Bella revirou os olhos e tornou brevemente a cozinha, retornando com uma xícara de café e alguns biscoitos. Nessie pôs-se a roer os glaçados como se fosse um ratinho. E Alice, como sempre, não aceitou comer nada.

— Você nunca come? — Bella perguntou após saborear um gole de café.

— Nem todas são predispostas a magreza — disse ela, dando de ombros.

— Mas todos são predispostos a comer — respondeu Bella.

— Claro que são, tolinha — debochou Alice. — Mas não espere que eu me sacie com biscoitos, pois não faz meu gosto.

Bella semicerrou os olhos:

Lembrava-se de ter uma dieta muito pobre e restrita durante seu momento mais crucial de luto, tendo emagrecido muitos quilos. Voltara a comer normalmente conforme o tempo passava, degustando outra vez de diversos sabores. Alice não parecia melancólica, na verdade, sempre estava radiante. Imaginá-la como uma daquelas mulheres que para emagrecer passavam fome de propósito e bebiam vinagre de manhã também soava incongruente.

— Você é um mistério, Alice — suspirou Bella.

— E esse é meu charme, não? — ela sorriu longo, exibindo uma carreira de dentes brancos.— Você não acha que as coisas perdem a graça quando sabemos tudo sobre elas?

— Não sei — disse Bella. — Diga-me você.

Alice abaixou os ombros.

— É péssimo — admitiu em um murmúrio. — Nada tem gosto de novo… A ignorância sempre será uma benção. — lamentou-se.

Bella sentiu-se compadecida com a situação, apesar de pouco compreender daquela dor.

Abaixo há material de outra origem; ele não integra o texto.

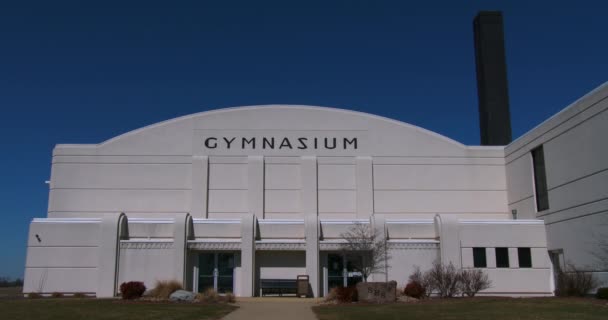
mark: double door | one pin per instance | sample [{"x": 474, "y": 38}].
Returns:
[
  {"x": 342, "y": 270},
  {"x": 216, "y": 271}
]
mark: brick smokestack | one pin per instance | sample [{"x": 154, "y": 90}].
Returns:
[{"x": 492, "y": 87}]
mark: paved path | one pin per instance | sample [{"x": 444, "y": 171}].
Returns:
[{"x": 273, "y": 308}]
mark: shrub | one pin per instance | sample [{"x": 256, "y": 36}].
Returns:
[
  {"x": 414, "y": 289},
  {"x": 164, "y": 289},
  {"x": 132, "y": 290},
  {"x": 473, "y": 281},
  {"x": 574, "y": 282},
  {"x": 346, "y": 294},
  {"x": 209, "y": 296}
]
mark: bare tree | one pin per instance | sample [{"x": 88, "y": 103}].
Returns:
[
  {"x": 444, "y": 279},
  {"x": 367, "y": 247}
]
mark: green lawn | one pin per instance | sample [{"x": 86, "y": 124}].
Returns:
[
  {"x": 469, "y": 309},
  {"x": 94, "y": 309}
]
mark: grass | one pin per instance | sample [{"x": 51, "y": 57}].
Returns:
[
  {"x": 469, "y": 309},
  {"x": 98, "y": 309}
]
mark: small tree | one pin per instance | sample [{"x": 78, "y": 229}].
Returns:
[
  {"x": 423, "y": 280},
  {"x": 444, "y": 279},
  {"x": 368, "y": 248},
  {"x": 473, "y": 281}
]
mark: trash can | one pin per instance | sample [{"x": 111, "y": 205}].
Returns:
[{"x": 302, "y": 283}]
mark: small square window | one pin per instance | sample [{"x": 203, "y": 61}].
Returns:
[
  {"x": 479, "y": 258},
  {"x": 525, "y": 257},
  {"x": 502, "y": 257}
]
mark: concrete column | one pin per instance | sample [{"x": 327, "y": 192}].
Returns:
[
  {"x": 255, "y": 170},
  {"x": 312, "y": 253},
  {"x": 310, "y": 210},
  {"x": 365, "y": 188},
  {"x": 107, "y": 265},
  {"x": 513, "y": 258},
  {"x": 247, "y": 255},
  {"x": 491, "y": 257},
  {"x": 449, "y": 239},
  {"x": 309, "y": 190},
  {"x": 379, "y": 225},
  {"x": 180, "y": 227},
  {"x": 200, "y": 187}
]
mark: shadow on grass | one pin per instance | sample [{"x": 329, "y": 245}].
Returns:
[{"x": 472, "y": 309}]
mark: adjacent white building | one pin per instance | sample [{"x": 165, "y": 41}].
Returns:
[{"x": 229, "y": 197}]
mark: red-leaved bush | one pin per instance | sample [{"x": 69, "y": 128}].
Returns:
[
  {"x": 414, "y": 289},
  {"x": 132, "y": 290}
]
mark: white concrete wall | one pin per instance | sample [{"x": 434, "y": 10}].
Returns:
[
  {"x": 60, "y": 263},
  {"x": 146, "y": 263},
  {"x": 576, "y": 159},
  {"x": 513, "y": 281}
]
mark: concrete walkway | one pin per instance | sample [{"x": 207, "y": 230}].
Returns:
[{"x": 273, "y": 308}]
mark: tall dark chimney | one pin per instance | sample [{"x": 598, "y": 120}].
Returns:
[{"x": 492, "y": 91}]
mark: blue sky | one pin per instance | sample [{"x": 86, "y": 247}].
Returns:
[{"x": 85, "y": 71}]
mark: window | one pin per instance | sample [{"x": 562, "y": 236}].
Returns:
[
  {"x": 502, "y": 257},
  {"x": 525, "y": 257},
  {"x": 479, "y": 257},
  {"x": 540, "y": 179}
]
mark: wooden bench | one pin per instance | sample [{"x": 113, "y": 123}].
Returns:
[{"x": 278, "y": 286}]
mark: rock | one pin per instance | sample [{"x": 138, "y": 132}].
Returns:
[
  {"x": 377, "y": 292},
  {"x": 182, "y": 295}
]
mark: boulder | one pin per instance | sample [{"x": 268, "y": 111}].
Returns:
[
  {"x": 182, "y": 295},
  {"x": 377, "y": 292}
]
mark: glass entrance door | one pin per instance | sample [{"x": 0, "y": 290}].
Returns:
[
  {"x": 342, "y": 270},
  {"x": 216, "y": 271},
  {"x": 225, "y": 272}
]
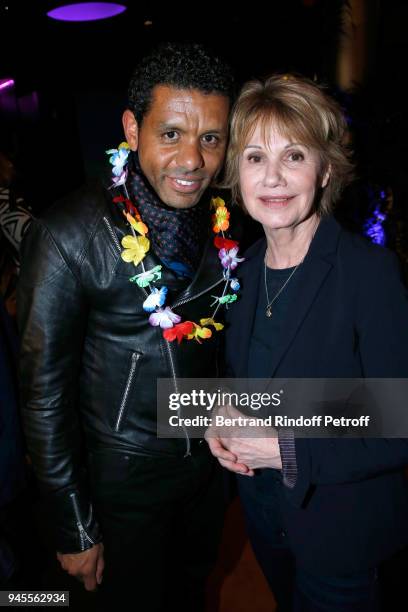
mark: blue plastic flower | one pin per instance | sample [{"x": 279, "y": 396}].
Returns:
[{"x": 155, "y": 300}]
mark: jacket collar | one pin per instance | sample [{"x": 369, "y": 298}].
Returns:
[
  {"x": 208, "y": 274},
  {"x": 313, "y": 273}
]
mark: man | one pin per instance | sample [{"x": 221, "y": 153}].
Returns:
[{"x": 148, "y": 508}]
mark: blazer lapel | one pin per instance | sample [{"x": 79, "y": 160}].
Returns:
[
  {"x": 243, "y": 312},
  {"x": 313, "y": 272}
]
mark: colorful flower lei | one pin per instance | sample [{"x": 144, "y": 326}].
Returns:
[{"x": 137, "y": 245}]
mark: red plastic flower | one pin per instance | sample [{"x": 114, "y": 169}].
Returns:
[{"x": 178, "y": 331}]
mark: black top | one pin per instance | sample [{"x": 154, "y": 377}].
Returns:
[{"x": 265, "y": 329}]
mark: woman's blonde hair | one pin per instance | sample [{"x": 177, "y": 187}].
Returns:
[{"x": 299, "y": 109}]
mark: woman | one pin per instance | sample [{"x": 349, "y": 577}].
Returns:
[{"x": 317, "y": 302}]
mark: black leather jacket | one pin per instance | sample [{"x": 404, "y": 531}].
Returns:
[{"x": 89, "y": 357}]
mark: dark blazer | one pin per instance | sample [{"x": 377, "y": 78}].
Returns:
[{"x": 349, "y": 507}]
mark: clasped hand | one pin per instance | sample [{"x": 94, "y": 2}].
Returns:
[{"x": 239, "y": 453}]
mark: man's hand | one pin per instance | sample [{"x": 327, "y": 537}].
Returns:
[
  {"x": 241, "y": 454},
  {"x": 87, "y": 566}
]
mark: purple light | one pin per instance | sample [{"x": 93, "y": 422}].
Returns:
[
  {"x": 86, "y": 11},
  {"x": 5, "y": 83}
]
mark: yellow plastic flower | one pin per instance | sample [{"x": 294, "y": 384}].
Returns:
[
  {"x": 218, "y": 326},
  {"x": 217, "y": 202},
  {"x": 199, "y": 332},
  {"x": 135, "y": 247},
  {"x": 221, "y": 223}
]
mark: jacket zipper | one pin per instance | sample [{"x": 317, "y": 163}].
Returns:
[
  {"x": 180, "y": 303},
  {"x": 194, "y": 297},
  {"x": 82, "y": 531},
  {"x": 112, "y": 233},
  {"x": 135, "y": 359},
  {"x": 173, "y": 371}
]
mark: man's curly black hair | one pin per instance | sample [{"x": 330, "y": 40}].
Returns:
[{"x": 179, "y": 65}]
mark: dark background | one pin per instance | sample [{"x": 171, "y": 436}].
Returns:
[{"x": 71, "y": 79}]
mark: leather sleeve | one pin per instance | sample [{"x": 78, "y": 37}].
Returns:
[{"x": 52, "y": 314}]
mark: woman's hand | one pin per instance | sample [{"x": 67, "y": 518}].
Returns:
[{"x": 239, "y": 453}]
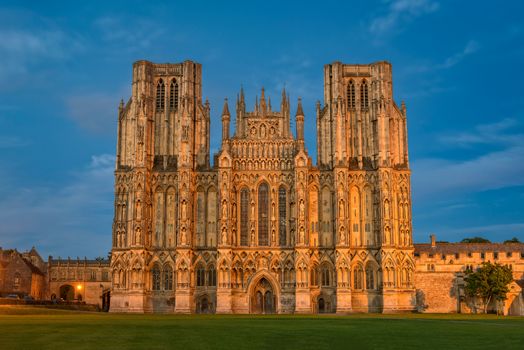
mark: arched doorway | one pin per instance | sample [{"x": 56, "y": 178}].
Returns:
[
  {"x": 204, "y": 305},
  {"x": 321, "y": 305},
  {"x": 263, "y": 300},
  {"x": 67, "y": 292}
]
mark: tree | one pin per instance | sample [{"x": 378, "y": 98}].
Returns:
[
  {"x": 489, "y": 282},
  {"x": 475, "y": 240}
]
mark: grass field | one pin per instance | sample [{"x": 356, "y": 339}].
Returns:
[{"x": 34, "y": 328}]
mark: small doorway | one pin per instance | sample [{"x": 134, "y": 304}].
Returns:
[
  {"x": 263, "y": 300},
  {"x": 321, "y": 306},
  {"x": 67, "y": 292}
]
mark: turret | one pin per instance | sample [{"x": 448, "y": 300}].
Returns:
[
  {"x": 241, "y": 111},
  {"x": 300, "y": 121},
  {"x": 225, "y": 121}
]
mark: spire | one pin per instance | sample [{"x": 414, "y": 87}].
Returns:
[
  {"x": 225, "y": 110},
  {"x": 299, "y": 117},
  {"x": 263, "y": 103},
  {"x": 225, "y": 121},
  {"x": 299, "y": 108},
  {"x": 283, "y": 102}
]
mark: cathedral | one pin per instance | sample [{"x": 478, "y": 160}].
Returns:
[{"x": 261, "y": 229}]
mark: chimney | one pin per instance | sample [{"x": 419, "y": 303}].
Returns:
[{"x": 433, "y": 240}]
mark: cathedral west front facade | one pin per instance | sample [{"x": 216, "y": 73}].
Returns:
[{"x": 261, "y": 229}]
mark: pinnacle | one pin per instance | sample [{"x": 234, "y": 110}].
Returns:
[
  {"x": 300, "y": 111},
  {"x": 225, "y": 111}
]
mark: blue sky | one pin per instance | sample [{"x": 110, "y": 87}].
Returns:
[{"x": 65, "y": 65}]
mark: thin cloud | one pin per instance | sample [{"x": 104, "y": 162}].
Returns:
[
  {"x": 491, "y": 170},
  {"x": 75, "y": 217},
  {"x": 499, "y": 132},
  {"x": 94, "y": 112},
  {"x": 399, "y": 13},
  {"x": 471, "y": 47},
  {"x": 23, "y": 51},
  {"x": 12, "y": 142},
  {"x": 117, "y": 31}
]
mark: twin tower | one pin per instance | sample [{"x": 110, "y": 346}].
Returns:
[{"x": 263, "y": 230}]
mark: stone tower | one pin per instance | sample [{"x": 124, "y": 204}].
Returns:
[
  {"x": 263, "y": 230},
  {"x": 362, "y": 150}
]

— Talvez exista uma maneira de controlar, impedir, essas visões. — sugeriu.

Alice olhou-a.

— Duvido muito. — disse ela. — Se bem que… Ah, dane-se… Pelo menos, eu consigo ficar rica com isso! — disse numa tentativa de animar-se.

Bella fitou-a com carinho e compaixão.

— Alice.

— Estou muito próxima dos seis dígitos — disse Alice.

Alice.

— E, bem, em breve chegará uma nova leva de vestidos na boutique da cidade. A dona não sabe ainda, mas enfim!

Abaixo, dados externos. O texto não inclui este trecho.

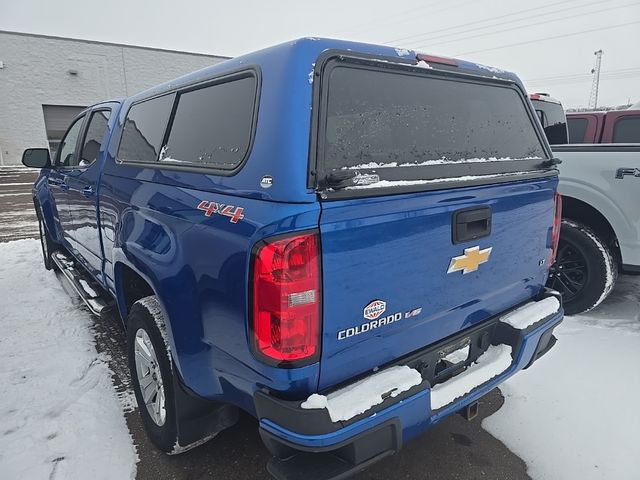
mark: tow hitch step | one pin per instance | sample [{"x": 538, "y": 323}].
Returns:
[
  {"x": 470, "y": 411},
  {"x": 82, "y": 283}
]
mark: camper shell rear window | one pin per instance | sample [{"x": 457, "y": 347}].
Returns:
[{"x": 398, "y": 126}]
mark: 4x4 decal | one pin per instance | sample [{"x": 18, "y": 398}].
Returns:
[{"x": 234, "y": 213}]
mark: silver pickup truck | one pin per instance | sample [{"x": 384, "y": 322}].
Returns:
[{"x": 600, "y": 234}]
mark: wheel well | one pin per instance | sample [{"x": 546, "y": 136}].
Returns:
[
  {"x": 134, "y": 287},
  {"x": 585, "y": 214}
]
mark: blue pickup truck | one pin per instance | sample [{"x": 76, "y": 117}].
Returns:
[{"x": 348, "y": 241}]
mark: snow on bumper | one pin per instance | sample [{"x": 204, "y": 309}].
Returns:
[{"x": 356, "y": 409}]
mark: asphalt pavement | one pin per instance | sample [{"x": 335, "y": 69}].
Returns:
[{"x": 453, "y": 449}]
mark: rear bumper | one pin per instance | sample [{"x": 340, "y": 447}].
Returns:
[{"x": 349, "y": 446}]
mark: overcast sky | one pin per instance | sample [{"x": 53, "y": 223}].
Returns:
[{"x": 549, "y": 43}]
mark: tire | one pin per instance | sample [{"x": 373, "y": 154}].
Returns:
[
  {"x": 48, "y": 246},
  {"x": 585, "y": 271},
  {"x": 150, "y": 365}
]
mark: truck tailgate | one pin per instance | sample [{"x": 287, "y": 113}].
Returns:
[{"x": 386, "y": 290}]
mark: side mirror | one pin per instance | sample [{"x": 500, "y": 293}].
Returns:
[{"x": 36, "y": 158}]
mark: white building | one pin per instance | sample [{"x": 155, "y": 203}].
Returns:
[{"x": 45, "y": 81}]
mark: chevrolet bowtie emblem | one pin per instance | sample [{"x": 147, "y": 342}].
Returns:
[{"x": 470, "y": 261}]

Bella desistiu de imediato, mesmo após poucas tentativas, de falar alguma coisa motivacional. Alice era uma criatura diferente, um boneco que sempre se dava corda sozinho — era uma sobrevivente por natureza, nunca permitindo-se abater por mais de alguns segundos.

— Parece que você vai comprar a cidade inteira. — disse Bella.

Alice gargalhou.

— E eu mal posso esperar!

E, de repente, as duas riam juntas.

 

[...]

 

Na saída do apartamento da amiga, Alice Brandon optou por caminhar calmamente pelas calçadas de Chicago. Estava tarde da noite, ela sabia, mas não havia perigos — não para uma vampira.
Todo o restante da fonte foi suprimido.